Wednesday, December 8, 2010

no.21

needed to share this beautiful Bjork cover...

"I go through all this
Before you wake up
So I can feel happier
To be safe up here with you"

Thursday, December 2, 2010

no. 20






Snapshots of people I miss in Sydney who have a special place in my heart.

Saturday, November 20, 2010

no.19

I'm looking at you kid...
isn't that what you wanted,
The Glory?

I'm looking at you kid...
don't doubt me when I say
I can see right through you

I'm looking at you kid..
i can see your cheeky smile
your masculine stance

I'm looking at you kid...
I spy your built arms,
your manicured kicks

I'm looking at you kid...
I am gazing beyond
the facade

I'm looking at you kid...
I can see your flaws,
the endless imperfections

I'm looking at you kid..
Your stance is strong yet
you are riddled with pain

I'm looking at you kid...
i could probably destroy you
with the honesty you've never heard

I'm looking at you kid...
I double dare you
to look at yourself too

-so-


Here's to you kid!
thanks for the witty banter
the morning calls

Here's to you Kid!
thanks for the food
the sexual prowess

Here's to you Kid!
thanks for the empty promises
the meaningless bull in your hands

Here's to you Kid!
thanks for dragging this out,
the lies were kinda hard to understand

Here's to you Kid!
thanks for letting me see
the truth at last


Here's to you Kid!
thanks for being your own worst enemy
the last laugh is for me.

So, a final cheers - just for you

Thank you Kid,
have a great journey,
a beautiful adventure with it all -
and when the going gets tough,
you will see me,
I wish you everything and more,
and mostly mostly I wish you courage to face all that I have before......

Sunday, October 3, 2010

no.18

refreshing to know i can feel,
in the breath of numb distraction
ambivalence is no longer my middle name
for a while i thought it would be forever

i can feel everything again - unlocked, unhinged
part of me - no other path but honesty
and its complete ,
this invitation , this hand out was temporary

so what is the new lesson?
my instinct can be blinded by ignorant stupidity
nothing more, nothing less
plainly stated : i can be wrong

you have no role in this anymore
i will be nothing better
than i am right now if you were to stay - so go
soon you'll fall to the sidelines as a fractured impediment.

the obstacle is overcome
true that wanting shall come in waves,
but i shall wake-up to sunshine,
if the sun is behind the clouds it will still be..

Monday, April 12, 2010

no.17

“You may say that im a dreamer”, she grins and flicks her cigarette knowingly,
Like she knows where it will land, like he knows whats coming…
Straight into his open palm on the coffee table – the coffee table where they had fucked the night before,…
The coffee table where he had kneeled and jolted into her , penetrating her deep and fast..the coffee table where she lay with her body faced down, ass up inviting – with her left cheek, left eye, left upper and bottom lip against the glass of the coffee table….

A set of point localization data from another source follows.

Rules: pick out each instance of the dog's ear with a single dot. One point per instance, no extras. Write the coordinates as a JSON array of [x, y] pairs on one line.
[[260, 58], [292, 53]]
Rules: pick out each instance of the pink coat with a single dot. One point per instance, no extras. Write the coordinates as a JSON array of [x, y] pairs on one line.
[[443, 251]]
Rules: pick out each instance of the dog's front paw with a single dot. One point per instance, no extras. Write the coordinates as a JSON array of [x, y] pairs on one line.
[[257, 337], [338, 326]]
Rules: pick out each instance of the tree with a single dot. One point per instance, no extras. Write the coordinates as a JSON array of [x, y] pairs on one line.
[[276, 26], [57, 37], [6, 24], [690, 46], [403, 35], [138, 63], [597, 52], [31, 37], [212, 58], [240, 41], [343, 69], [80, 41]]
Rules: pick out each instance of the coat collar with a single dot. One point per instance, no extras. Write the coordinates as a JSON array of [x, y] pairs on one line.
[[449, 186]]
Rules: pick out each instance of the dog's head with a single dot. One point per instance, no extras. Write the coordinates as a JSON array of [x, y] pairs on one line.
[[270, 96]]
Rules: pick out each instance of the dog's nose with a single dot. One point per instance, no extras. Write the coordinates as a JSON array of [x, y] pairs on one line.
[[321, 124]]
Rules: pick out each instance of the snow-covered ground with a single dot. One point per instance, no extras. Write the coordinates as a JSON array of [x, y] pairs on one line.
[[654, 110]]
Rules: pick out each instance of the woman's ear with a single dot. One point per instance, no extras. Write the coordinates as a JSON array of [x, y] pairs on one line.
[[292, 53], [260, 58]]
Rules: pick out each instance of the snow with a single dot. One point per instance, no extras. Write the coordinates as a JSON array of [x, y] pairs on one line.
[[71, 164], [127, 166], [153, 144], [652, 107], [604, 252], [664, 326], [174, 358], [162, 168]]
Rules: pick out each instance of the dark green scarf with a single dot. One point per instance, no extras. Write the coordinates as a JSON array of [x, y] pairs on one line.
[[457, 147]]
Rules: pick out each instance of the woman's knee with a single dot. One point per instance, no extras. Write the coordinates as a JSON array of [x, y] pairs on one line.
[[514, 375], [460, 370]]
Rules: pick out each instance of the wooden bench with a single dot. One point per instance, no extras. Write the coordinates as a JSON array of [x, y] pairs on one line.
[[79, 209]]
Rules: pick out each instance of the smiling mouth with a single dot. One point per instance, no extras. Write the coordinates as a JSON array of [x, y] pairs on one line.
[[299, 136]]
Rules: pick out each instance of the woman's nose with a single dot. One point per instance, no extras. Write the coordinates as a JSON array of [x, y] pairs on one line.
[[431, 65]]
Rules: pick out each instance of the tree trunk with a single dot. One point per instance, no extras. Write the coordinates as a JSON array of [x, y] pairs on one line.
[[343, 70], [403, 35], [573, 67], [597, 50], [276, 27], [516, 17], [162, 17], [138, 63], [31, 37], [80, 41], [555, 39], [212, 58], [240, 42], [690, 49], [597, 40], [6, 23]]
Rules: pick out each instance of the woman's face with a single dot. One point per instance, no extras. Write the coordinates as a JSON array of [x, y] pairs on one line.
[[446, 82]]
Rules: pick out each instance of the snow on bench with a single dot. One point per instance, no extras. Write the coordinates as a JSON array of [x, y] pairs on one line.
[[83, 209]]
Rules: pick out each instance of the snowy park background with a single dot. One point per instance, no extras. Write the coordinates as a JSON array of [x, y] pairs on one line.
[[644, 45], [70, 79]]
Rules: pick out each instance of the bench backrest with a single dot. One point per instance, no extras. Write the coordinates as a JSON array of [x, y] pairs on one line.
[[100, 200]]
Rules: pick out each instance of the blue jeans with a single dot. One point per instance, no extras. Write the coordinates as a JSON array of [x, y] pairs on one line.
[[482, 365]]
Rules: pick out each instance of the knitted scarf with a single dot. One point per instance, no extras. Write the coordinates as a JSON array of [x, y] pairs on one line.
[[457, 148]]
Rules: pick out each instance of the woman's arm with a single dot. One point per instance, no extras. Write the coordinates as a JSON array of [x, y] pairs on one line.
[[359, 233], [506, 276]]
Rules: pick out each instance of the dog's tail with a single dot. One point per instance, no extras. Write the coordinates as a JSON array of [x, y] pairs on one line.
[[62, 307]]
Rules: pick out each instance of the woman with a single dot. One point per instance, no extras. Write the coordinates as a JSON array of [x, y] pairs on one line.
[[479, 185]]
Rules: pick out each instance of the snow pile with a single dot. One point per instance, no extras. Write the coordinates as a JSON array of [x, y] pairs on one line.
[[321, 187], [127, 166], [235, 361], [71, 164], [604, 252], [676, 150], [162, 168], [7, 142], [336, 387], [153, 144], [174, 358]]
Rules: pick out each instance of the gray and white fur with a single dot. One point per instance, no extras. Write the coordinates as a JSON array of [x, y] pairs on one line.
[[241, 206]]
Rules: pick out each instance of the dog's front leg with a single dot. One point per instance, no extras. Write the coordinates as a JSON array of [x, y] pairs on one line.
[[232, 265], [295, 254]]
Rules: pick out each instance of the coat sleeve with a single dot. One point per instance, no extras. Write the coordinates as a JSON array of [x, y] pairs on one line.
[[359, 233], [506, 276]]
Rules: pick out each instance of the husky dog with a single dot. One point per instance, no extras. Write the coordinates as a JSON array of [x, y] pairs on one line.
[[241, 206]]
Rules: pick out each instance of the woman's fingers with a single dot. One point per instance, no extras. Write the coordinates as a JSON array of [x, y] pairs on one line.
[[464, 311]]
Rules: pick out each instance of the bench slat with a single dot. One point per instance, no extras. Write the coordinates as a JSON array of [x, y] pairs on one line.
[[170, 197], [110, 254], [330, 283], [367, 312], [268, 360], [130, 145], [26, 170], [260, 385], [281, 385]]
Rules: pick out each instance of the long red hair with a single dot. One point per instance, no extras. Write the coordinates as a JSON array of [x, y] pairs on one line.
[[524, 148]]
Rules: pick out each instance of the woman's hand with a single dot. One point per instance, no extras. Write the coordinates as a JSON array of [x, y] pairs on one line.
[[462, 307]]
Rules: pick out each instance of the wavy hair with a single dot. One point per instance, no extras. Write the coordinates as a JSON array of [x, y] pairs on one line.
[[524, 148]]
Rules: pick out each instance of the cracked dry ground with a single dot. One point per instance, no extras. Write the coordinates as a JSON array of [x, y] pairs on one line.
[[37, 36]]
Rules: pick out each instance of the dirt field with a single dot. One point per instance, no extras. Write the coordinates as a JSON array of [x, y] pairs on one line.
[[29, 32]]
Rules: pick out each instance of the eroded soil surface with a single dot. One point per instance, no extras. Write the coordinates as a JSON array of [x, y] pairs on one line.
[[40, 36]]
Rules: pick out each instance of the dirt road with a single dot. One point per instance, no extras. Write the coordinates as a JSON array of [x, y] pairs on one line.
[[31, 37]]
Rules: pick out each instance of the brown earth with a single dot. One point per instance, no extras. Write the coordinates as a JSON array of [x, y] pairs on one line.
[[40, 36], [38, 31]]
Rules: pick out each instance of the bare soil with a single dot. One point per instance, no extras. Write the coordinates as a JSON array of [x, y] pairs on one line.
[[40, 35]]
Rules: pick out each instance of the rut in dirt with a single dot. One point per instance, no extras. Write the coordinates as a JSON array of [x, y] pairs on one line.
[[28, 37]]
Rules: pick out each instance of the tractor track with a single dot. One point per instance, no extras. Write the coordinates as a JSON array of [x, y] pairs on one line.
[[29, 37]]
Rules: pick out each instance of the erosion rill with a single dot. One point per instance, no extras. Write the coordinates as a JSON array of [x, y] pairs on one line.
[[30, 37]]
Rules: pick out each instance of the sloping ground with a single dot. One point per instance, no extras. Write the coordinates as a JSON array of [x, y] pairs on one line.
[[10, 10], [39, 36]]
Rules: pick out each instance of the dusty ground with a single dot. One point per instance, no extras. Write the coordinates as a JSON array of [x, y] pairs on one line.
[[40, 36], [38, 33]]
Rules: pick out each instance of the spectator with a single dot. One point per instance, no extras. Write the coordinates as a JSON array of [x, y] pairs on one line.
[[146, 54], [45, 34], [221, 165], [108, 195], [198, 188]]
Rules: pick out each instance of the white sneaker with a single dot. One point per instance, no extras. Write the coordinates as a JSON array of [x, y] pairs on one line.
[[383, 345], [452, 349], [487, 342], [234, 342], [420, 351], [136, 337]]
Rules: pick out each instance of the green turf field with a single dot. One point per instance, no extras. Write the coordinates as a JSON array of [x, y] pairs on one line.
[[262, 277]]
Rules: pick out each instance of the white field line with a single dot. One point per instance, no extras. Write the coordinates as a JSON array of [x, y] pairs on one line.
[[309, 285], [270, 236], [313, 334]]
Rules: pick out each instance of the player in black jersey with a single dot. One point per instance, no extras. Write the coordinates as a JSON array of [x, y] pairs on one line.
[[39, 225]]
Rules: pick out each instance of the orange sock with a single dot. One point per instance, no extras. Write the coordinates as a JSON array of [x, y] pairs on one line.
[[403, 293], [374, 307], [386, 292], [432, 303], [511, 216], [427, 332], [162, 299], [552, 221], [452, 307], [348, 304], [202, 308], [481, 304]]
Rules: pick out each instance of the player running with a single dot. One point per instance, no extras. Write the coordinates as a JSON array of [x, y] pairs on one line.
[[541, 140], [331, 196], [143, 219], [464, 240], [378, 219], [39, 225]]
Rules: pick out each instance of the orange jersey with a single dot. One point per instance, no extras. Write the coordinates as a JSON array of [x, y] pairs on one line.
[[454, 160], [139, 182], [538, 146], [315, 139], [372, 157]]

She continued…as she watched the ash land heat filled into his hand ever so slightly…”but im not the only one…”

she gets up, he sits still
She moves like a jaguar, he stares like a lion
For what she wants she will never have
What he wants he will never have
And the game it continues, free, unmoved, contraint and un free
For what one see’s is merely there own thoughts
And what one knows is merely there own thoughts
Nothing is true. But everything is honest.
I want you I want you I want you I want you
To give me -
Everything

he sighs, she breaks her eye contact
He moves like a sloth, she blinks like a goddess
For what he loves, he has already – right here in this room
For what she loves, she has already – right here in this room
And the trust – it envelopes them , that very second
For what he believes is what she believes too
For what she believes is what he believes too
And in this moment…
Everything is true, and nothing is honest.
I love you I love you I love I love you
Insides scream, but they remain silent
She leaves. He stays…ash in hand,..and a memory of a time he could of fallen….and that stupid beatle lyric stuck in his head.

Thursday, April 1, 2010

no.16

So it was your birthday,
but no candles blown...

so it was your big day
but no new dreams sewn...

so it was march 30th
but no icing on your cake..

so it was 48hrs ago
but no kiss's, warm spoons

so it was your aries moment
the age you left is still now...

i miss you my friend.

Wednesday, March 3, 2010

no.15 - my confession

three hundred sixty five times three
i let it out
i set it free
moved away, across the sea
but i awoke today - t'was was next to me

this inner urge,
fuel for passion,
my innermost desire - my internal fashion
avoid the mirror -ignore the action -
cause to myself, not much can come from my new retraction

i want i want but no idea how to claim
i need i need but i put that shift into refrain

Monday, January 18, 2010

no.14 - warning this is unedited and intens! happy ny.



It is when the world within us is destroyed, when it is dead and loveless,

When our loved ones are in fragments, and we ourselves in helpless despair-

It is then that we must re-create our world anew, re-assemble the pieces, infuse life into dead fragments, recreate life.